A potbelly woodstove is one of the most comforting possessions you could own when the thermometer's unable to muster more than a couple degrees above zero. Did you ever wonder how there could be temperatures below zero? Doesn't "zero" suggest there's just no heat left? What could be colder than that? Well, we've been supplied with the answer to that many times lately: 15 below zero is colder than that, a lot colder! Yikes. Let's not even mention wind chill.
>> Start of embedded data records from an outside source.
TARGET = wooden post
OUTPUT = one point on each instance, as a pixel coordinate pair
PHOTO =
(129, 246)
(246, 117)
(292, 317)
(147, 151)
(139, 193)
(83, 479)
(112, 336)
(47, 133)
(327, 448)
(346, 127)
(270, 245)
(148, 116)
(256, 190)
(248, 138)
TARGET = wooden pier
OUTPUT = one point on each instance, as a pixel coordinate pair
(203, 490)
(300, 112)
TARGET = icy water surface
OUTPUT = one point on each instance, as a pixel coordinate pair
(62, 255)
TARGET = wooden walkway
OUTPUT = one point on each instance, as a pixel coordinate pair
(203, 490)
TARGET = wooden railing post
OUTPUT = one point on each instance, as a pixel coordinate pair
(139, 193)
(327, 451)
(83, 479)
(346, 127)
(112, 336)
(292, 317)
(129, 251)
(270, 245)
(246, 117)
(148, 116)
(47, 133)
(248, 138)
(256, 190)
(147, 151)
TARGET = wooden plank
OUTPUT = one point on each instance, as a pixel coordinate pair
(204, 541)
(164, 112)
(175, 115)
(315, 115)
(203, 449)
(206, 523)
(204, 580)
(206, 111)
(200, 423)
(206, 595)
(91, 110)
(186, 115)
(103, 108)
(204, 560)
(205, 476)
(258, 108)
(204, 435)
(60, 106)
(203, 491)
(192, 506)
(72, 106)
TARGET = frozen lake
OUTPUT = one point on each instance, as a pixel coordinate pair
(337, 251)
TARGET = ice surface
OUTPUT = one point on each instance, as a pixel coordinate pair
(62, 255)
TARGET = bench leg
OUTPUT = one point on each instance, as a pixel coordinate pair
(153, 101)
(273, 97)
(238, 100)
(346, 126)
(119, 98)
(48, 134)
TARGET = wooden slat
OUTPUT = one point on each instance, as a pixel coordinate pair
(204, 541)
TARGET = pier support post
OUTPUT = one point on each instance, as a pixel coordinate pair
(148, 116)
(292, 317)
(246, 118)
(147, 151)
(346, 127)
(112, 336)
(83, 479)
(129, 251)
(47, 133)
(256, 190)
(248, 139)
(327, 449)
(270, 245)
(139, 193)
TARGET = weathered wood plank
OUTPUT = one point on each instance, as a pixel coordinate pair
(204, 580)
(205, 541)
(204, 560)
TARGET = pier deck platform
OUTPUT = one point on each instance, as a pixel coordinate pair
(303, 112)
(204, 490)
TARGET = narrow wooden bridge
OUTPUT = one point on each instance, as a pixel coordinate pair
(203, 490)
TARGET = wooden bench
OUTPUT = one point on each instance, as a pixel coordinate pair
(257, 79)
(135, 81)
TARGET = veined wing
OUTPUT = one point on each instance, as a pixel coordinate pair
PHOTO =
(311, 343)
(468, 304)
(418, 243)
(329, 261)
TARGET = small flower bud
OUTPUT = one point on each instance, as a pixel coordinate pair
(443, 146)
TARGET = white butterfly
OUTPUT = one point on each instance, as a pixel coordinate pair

The thought of going out to the woodturning shack when the needle on the thermometer can't get out of its bed is, well, of the negative variety. That potbelly stove out there may be a godsend when it's aglow, but when its belly starts out at 20 below frostbite, eh, not so much. It's a lot easier to catch up on chores in the house then, where coincidentally it's dozens of degrees above frostbite.
So this morning, I was pondering the universally important things... why do I have two identical pairs of socks that don't match?; what's for breakfast besides oatmeal?; if snow is water, why isn't it clear?; how are the woodchips I dumped on the compost pile yesterday faring?
That last question seemed to be the most pressing, so I peered out the back window toward the aforementioned pile (trying not to focus on the outside thermometer, which peripheral vision determined was shivering around 10° F.). This is what I saw:
Somehow it's nice to know someone is guarding the woodchips.